As we debate another Private Members' motion on waiting lists, it is important to remember that regardless of the waiting figures associated with each motion I for one cannot say that I, in my more than 22 years as a Dáil Deputy, have ever seen a Government sufficiently shocked and shamed into action. It has never happened. Put simply, if the severity of the October overcrowding figures were accepted by Government and Fianna Fáil, the outcome of this evening's motion would be change. But Fianna Fáil is only here for the shock and not for the action, as the record demonstrates.

We must remember what remains constant in our debates on hospital overcrowding. That constant is the lived experience of those who linger on trolleys or hospital chairs. As of this morning, I am told there are ten people on trolleys without a bed at Cavan General Hospital in my constituency. The relatives and friends of those patients will no doubt be worried and distressed that their loved one may be experiencing more pain and discomfort than is necessary. The fact there are only ten makes not a whit of difference to each of those families and those ten people. For them, it is exactly the same distress and suffering as if it were 100 and we had ten times the number of people in that experience.

I also want to point out the distress that this causes front-line staff in our hospitals. Many staff put in long hours and go above and beyond to try and attend to all patients presenting. I can imagine how disheartening it must be, leaving the hospital after a traumatic and hectic day, only to see those very same patients placed overnight in corridors. Nurses have said this to me.

Their work and dedication deserve better. They have the right to be able to leave work having cared for patients to the best of their abilities and knowing that those same patients and others who will present will be afforded hospital beds long before they return to work on the following morning. All too sadly, however, that is not the case.

I note the tendency of the Fianna Fáil spokesperson on health to refer to 2011 as if all was grand up to then and everything started to go bad after that year's general election. The reality is that the NTPF was used extensively in the years 2009 to 2011, inclusive, before being suspended. We have seen the NTPF put to use more recently to reduce waiting lists for surgeries and other inpatient procedures.
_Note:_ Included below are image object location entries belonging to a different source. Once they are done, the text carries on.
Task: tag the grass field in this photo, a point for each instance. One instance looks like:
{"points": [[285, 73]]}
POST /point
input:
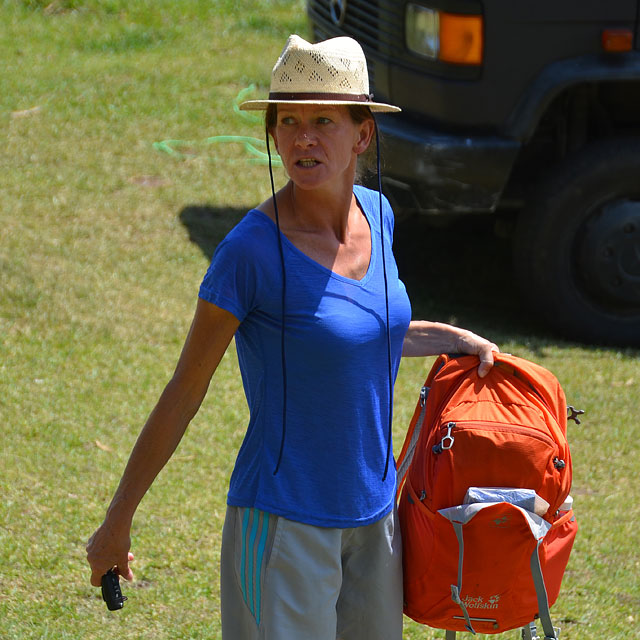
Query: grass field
{"points": [[104, 239]]}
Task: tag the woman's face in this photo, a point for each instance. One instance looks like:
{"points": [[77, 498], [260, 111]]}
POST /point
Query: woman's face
{"points": [[319, 144]]}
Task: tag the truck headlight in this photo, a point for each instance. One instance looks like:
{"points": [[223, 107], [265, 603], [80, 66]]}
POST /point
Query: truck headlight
{"points": [[438, 35]]}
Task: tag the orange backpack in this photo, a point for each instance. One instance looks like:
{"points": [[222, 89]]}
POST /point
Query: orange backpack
{"points": [[484, 507]]}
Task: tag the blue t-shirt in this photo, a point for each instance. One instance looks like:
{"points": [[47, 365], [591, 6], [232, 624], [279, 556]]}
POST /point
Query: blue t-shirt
{"points": [[335, 445]]}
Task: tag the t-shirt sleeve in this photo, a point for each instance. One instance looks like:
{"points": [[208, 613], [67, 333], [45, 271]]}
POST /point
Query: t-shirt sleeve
{"points": [[231, 279]]}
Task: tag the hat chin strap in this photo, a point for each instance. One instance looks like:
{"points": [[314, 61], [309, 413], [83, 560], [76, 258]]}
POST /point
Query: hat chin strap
{"points": [[282, 306]]}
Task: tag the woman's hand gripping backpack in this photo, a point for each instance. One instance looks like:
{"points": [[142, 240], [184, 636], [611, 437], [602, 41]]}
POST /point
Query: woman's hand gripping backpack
{"points": [[484, 478]]}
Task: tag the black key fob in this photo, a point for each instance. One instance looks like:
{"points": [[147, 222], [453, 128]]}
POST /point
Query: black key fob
{"points": [[111, 592]]}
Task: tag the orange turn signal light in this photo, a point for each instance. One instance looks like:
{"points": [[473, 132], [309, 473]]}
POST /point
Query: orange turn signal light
{"points": [[461, 38], [617, 40]]}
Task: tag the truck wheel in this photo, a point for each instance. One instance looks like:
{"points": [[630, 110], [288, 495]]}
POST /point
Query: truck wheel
{"points": [[577, 245]]}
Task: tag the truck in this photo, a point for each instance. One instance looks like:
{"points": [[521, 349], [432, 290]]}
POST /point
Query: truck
{"points": [[526, 112]]}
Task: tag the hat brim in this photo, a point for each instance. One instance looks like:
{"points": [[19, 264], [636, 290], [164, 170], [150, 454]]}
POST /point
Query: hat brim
{"points": [[376, 107]]}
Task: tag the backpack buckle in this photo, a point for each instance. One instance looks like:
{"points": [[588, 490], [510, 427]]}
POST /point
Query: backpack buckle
{"points": [[447, 440]]}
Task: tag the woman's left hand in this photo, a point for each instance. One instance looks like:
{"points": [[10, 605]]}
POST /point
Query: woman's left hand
{"points": [[472, 344]]}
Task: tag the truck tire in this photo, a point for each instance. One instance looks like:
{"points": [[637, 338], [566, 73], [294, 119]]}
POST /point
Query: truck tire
{"points": [[577, 245]]}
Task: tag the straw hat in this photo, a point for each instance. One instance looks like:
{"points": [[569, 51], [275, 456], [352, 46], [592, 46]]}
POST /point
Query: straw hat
{"points": [[331, 72]]}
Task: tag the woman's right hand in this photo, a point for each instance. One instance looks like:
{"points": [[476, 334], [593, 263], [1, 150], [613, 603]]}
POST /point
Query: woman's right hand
{"points": [[108, 548]]}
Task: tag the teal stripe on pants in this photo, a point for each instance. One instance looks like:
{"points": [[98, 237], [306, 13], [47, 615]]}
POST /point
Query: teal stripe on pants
{"points": [[260, 559]]}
I hope that Fianna Fáil is not advocating a return to such temporary measures. What we need immediately is for action on the complete implementation of the Sláintecare report. If that were implemented, we would not have to rely on short-term, knee-jerk reactions. Many patients, such as those on the ever-increasing cataract treatment waiting list, have benefitted from the NTPF. I wish them well, but they should not have had to wait, then board buses to travel north, if that was their mode of transport, to receive what was their due in this State as of right.

I wish to refer to those shocking October overcrowding figures. Members of the public who sometimes struggle to understand the current political arrangements in the House often ask how large a scandal would it take for Fianna Fáil to withdraw from its support arrangement with Fine Gael. It will be obvious after tonight that, among the many other scandals of how our citizens are being treated, including in our health services, having more than 100,000 patients without hospital beds so far this year is not shocking or outrageous enough for Fianna Fáil to put an end to this sell-out arrangement and pull the plug, which is what should happen.